TensorFlow: A system for large-scale machine learning
Venue
Google Brain (2016)
Publication Year
2016
Authors
Martin Abadi, Paul Barham, Jianmin Chen, Zhifeng Chen, Andy Davis, Jeffrey Dean, Matthieu Devin, Sanjay Ghemawat, Geoffrey Irving, Michael Isard, Manjunath Kudlur, Josh Levenberg, Rajat Monga, Sherry Moore, Derek G. Murray, Benoit Steiner, Paul Tucker, Vijay Vasudevan, Pete Warden, Martin Wicke, Yuan Yu, Xiaoqiang Zheng
BibTeX
Abstract
TensorFlow is a machine learning system that operates at large scale and in
heterogeneous environments. TensorFlow uses dataflow graphs to represent
computation, shared state, and the operations that mutate that state. It maps the
nodes of a dataflow graph across many machines in a cluster, and within a machine
across multiple computational devices, including multicore CPUs, general-purpose
GPUs, and custom designed ASICs known as Tensor Processing Units (TPUs). This
architecture gives flexibility to the application developer: whereas in previous
"parameter server" designs the management of shared state is built into the system,
TensorFlow enables developers to experiment with novel optimizations and training
algorithms. TensorFlow supports a variety of applications, with particularly strong
support for training and inference on deep neural networks.

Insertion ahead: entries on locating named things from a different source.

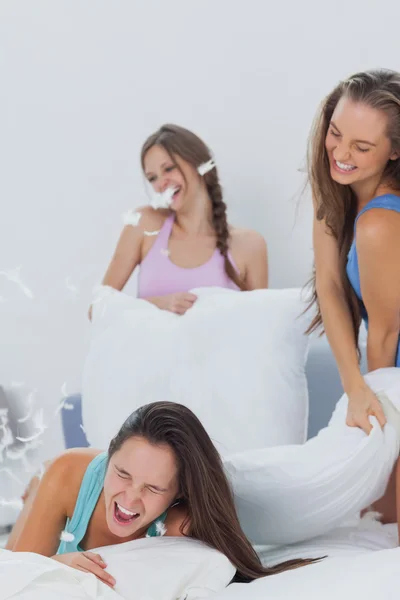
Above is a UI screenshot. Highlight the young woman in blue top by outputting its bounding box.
[8,402,312,587]
[309,70,400,433]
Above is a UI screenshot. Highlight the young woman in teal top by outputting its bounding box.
[309,70,400,433]
[8,402,312,586]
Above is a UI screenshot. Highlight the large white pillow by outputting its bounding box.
[94,536,236,600]
[213,548,400,600]
[225,367,400,545]
[0,537,235,600]
[83,288,308,455]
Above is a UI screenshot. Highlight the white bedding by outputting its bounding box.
[213,548,400,600]
[0,537,235,600]
[82,288,308,456]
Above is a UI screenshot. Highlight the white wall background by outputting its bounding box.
[0,0,400,492]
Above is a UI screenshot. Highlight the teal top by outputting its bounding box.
[57,452,167,554]
[346,194,400,367]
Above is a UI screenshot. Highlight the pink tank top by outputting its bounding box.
[138,215,239,298]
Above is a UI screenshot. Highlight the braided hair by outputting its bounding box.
[141,125,246,290]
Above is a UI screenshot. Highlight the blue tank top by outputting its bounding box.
[57,452,167,554]
[346,194,400,367]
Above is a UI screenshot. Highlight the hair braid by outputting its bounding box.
[204,167,246,291]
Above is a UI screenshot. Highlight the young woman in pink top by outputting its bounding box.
[103,125,268,315]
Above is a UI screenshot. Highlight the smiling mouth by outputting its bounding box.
[333,159,357,173]
[114,502,140,525]
[172,186,182,200]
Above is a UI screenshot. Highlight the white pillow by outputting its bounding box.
[213,548,400,600]
[225,367,400,545]
[0,536,236,600]
[93,536,236,600]
[82,288,308,455]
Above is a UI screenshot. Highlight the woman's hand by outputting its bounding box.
[346,384,386,434]
[146,292,197,315]
[52,552,116,588]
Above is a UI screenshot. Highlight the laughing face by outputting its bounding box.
[104,437,179,537]
[325,96,397,192]
[144,145,200,211]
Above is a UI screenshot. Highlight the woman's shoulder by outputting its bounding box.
[46,448,102,514]
[229,226,267,254]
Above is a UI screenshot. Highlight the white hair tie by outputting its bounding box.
[197,158,217,176]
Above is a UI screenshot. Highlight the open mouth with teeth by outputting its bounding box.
[114,502,140,525]
[333,160,357,173]
[172,186,182,201]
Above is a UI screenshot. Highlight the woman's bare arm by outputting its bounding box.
[356,208,400,371]
[10,450,91,556]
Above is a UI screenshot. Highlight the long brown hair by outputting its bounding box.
[108,402,313,581]
[307,69,400,346]
[141,125,246,290]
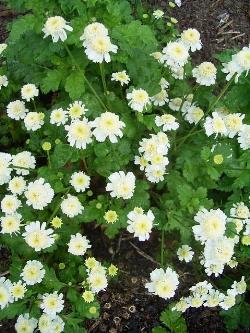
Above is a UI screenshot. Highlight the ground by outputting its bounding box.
[0,0,250,333]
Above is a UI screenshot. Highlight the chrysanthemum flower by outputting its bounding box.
[145,267,179,299]
[21,83,39,102]
[106,171,135,200]
[127,89,150,112]
[68,233,91,256]
[65,118,92,149]
[91,112,125,143]
[7,100,29,120]
[42,16,73,43]
[21,260,45,286]
[22,221,55,252]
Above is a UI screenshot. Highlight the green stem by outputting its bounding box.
[32,99,37,112]
[49,187,71,222]
[177,76,234,149]
[65,44,108,110]
[46,150,51,169]
[161,229,165,268]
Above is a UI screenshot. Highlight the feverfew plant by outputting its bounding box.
[0,0,250,333]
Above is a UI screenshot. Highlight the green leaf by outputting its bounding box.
[65,70,85,100]
[160,309,187,333]
[41,69,64,93]
[51,143,74,168]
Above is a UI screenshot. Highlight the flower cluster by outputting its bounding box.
[172,276,246,312]
[80,22,118,63]
[134,132,170,183]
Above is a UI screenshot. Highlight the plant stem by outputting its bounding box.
[47,150,51,169]
[177,76,234,149]
[65,44,108,110]
[161,229,165,268]
[49,187,71,222]
[32,99,37,112]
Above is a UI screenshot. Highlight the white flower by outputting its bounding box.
[22,221,55,252]
[21,83,39,102]
[15,313,37,333]
[127,88,150,112]
[177,245,194,262]
[168,97,182,111]
[1,194,21,215]
[67,101,88,119]
[204,237,234,267]
[8,176,26,195]
[172,297,190,312]
[181,28,202,52]
[83,35,118,63]
[231,276,247,296]
[111,71,130,86]
[70,171,90,192]
[21,260,45,286]
[134,156,148,171]
[153,9,164,20]
[127,206,155,241]
[10,281,27,301]
[24,178,54,210]
[106,171,135,200]
[61,194,84,218]
[51,316,65,333]
[150,52,164,64]
[65,117,92,149]
[0,153,12,185]
[204,290,225,308]
[224,113,245,138]
[0,43,7,55]
[50,108,68,126]
[145,165,166,183]
[38,313,53,333]
[87,264,108,293]
[155,114,179,132]
[159,77,169,89]
[204,112,227,136]
[0,277,14,309]
[24,112,44,131]
[80,22,108,41]
[12,151,36,176]
[221,61,242,83]
[91,112,125,143]
[192,208,227,243]
[230,202,250,220]
[7,100,28,120]
[181,102,204,124]
[40,291,64,318]
[150,89,169,106]
[0,213,22,235]
[162,41,189,68]
[0,75,9,90]
[68,233,91,256]
[238,125,250,150]
[170,66,184,80]
[38,313,64,333]
[189,280,213,299]
[192,61,217,86]
[219,290,236,310]
[42,16,73,43]
[145,267,179,299]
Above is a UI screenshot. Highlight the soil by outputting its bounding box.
[146,0,250,62]
[0,0,250,333]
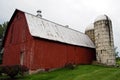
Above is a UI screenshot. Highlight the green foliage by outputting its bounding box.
[0,65,29,78]
[19,65,120,80]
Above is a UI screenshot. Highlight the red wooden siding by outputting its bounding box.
[3,11,95,70]
[32,38,95,69]
[3,12,33,68]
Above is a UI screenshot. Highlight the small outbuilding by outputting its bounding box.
[3,10,96,71]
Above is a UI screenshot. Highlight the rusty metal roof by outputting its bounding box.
[25,13,95,48]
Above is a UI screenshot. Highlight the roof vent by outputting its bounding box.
[65,25,69,28]
[36,10,42,17]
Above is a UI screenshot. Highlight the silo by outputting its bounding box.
[94,15,116,65]
[85,23,95,43]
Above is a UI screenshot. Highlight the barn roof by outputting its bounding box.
[25,10,95,48]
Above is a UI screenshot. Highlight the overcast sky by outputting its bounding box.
[0,0,120,53]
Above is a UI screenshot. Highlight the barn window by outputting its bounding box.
[20,52,24,65]
[10,25,14,43]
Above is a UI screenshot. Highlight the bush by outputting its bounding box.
[0,65,29,78]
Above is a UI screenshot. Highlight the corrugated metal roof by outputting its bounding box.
[25,13,95,48]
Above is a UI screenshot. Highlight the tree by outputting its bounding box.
[114,47,120,60]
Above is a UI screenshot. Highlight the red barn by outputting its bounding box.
[3,10,95,71]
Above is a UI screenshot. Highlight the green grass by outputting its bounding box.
[19,65,120,80]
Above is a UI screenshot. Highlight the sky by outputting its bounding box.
[0,0,120,53]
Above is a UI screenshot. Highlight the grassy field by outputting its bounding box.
[18,65,120,80]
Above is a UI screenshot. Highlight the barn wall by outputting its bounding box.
[3,12,33,68]
[32,39,95,70]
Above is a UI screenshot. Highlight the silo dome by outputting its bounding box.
[85,23,95,43]
[94,15,110,22]
[85,23,94,32]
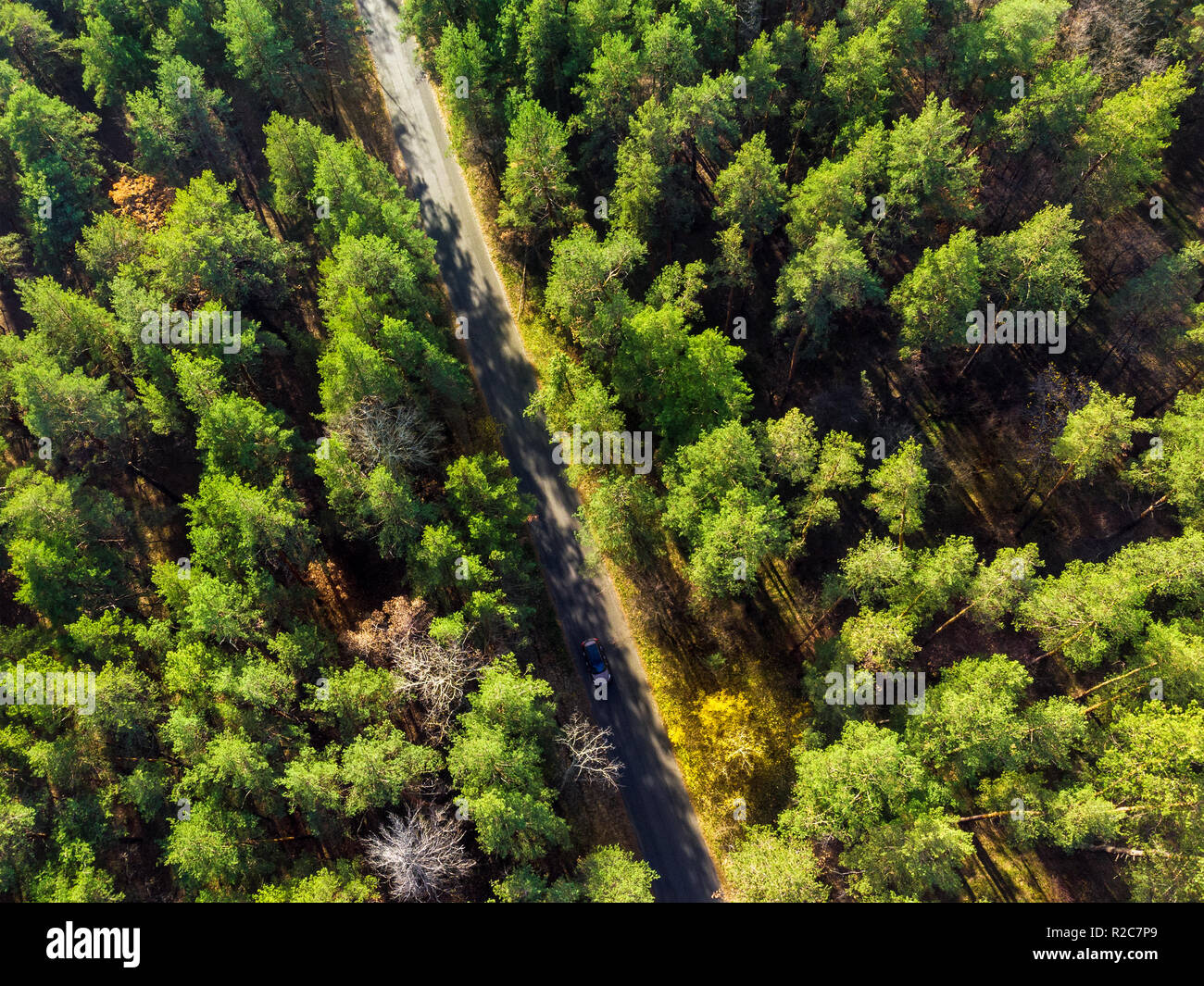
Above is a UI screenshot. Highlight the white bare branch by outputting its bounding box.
[332,396,443,474]
[364,809,474,901]
[393,633,489,739]
[557,712,622,787]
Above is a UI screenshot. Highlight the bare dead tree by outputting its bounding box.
[332,396,443,473]
[340,596,431,667]
[393,633,489,739]
[557,712,622,787]
[364,808,476,901]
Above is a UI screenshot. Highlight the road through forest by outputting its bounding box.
[357,0,719,901]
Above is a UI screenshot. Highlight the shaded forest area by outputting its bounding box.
[0,0,655,902]
[411,0,1204,901]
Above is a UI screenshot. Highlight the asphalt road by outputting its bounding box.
[357,0,719,901]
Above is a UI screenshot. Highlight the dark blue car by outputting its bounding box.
[582,637,610,681]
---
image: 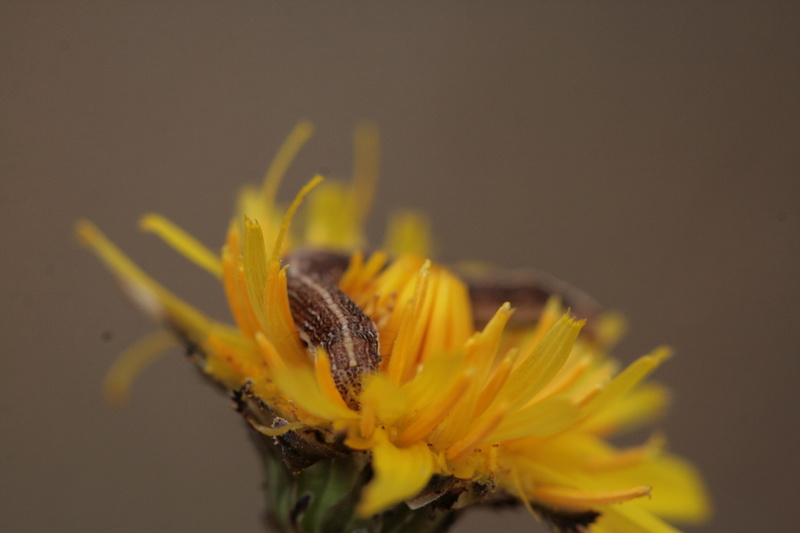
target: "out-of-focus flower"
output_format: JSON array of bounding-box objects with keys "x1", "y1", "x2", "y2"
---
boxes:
[{"x1": 78, "y1": 123, "x2": 710, "y2": 532}]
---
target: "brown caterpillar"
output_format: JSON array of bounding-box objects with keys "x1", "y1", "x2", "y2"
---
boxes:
[{"x1": 287, "y1": 248, "x2": 600, "y2": 409}]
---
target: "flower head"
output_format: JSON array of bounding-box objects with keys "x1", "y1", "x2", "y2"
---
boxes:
[{"x1": 78, "y1": 123, "x2": 709, "y2": 532}]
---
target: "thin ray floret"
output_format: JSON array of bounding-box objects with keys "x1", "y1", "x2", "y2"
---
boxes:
[{"x1": 77, "y1": 122, "x2": 710, "y2": 532}]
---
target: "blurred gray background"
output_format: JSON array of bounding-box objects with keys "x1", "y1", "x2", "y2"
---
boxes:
[{"x1": 0, "y1": 0, "x2": 800, "y2": 533}]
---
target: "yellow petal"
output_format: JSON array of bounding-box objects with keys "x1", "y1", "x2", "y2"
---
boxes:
[
  {"x1": 495, "y1": 315, "x2": 583, "y2": 407},
  {"x1": 593, "y1": 502, "x2": 680, "y2": 533},
  {"x1": 104, "y1": 329, "x2": 178, "y2": 405},
  {"x1": 356, "y1": 430, "x2": 433, "y2": 517},
  {"x1": 584, "y1": 346, "x2": 670, "y2": 415},
  {"x1": 274, "y1": 367, "x2": 358, "y2": 420},
  {"x1": 139, "y1": 213, "x2": 222, "y2": 278},
  {"x1": 258, "y1": 120, "x2": 314, "y2": 206},
  {"x1": 76, "y1": 220, "x2": 211, "y2": 336},
  {"x1": 531, "y1": 485, "x2": 651, "y2": 509},
  {"x1": 483, "y1": 398, "x2": 581, "y2": 443}
]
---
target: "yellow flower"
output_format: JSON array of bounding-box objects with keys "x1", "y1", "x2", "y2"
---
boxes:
[{"x1": 78, "y1": 123, "x2": 710, "y2": 532}]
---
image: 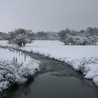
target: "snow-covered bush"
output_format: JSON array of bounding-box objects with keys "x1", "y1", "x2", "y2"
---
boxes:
[{"x1": 0, "y1": 58, "x2": 39, "y2": 91}]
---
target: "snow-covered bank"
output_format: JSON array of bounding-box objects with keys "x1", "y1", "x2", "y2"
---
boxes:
[
  {"x1": 0, "y1": 41, "x2": 98, "y2": 86},
  {"x1": 0, "y1": 48, "x2": 40, "y2": 91}
]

Several Google services
use TensorFlow in production, we have released it as an open-source project, and it
has become widely used for machine learning research. In this paper, we describe
the TensorFlow dataflow model in contrast to existing systems, and demonstrate the
compelling performance that TensorFlow achieves for several real-world
applications.